Quick Heuristic Validation of Edges in Dynamic Roadmap Graphs
Yulie Arad, Stav Ashur, Nancy M. Amato
TL;DR
This work tackles updating robot motion planning roadmaps in dynamic environments by introducing the Red-Green-Gray (RGG) paradigm, an extension of SPITE that uses outer- and inner-approximations to rapidly classify edges and nodes as valid, invalid, or unknown. It leverages oriented bounding boxes for outer approximations and splines with spheres for inner approximations, stored in AABB trees to enable fast lazy collision checks and selective revalidation. The authors show that RGG improves edge validity labeling accuracy while sustaining update runtimes comparable to grid-based dynamic roadmaps, outperforming a baseline method in identifying invalid edges.

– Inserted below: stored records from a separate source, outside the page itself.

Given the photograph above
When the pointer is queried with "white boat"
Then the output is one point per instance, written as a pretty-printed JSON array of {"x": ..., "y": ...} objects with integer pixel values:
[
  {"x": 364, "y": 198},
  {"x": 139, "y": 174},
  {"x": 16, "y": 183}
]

The approach promises faster, more reliable multi-query planning under moving obstacles and can be extended toward real-time, GPU-accelerated implementations with further hierarchical and approximation refinements.
Abstract
In this paper we tackle the problem of adjusting roadmap graphs for robot motion planning to non-static environments. We introduce the "Red-Green-Gray" paradigm, a modification of the SPITE method, capable of classifying the validity status of nodes and edges using cheap heuristic checks, allowing fast semi-lazy roadmap updates. Given a roadmap, we use simple computational geometry methods to approximate the swept volumes of robots and perform lazy collision checks, and label a subset of the edges as invalid (red), valid (green), or unknown (gray). We present preliminary experimental results comparing our method to the well-established technique of Leven and Hutchinson, and showing increased accuracy as well as the ability to correctly label edges as invalid while maintaining comparable update runtimes.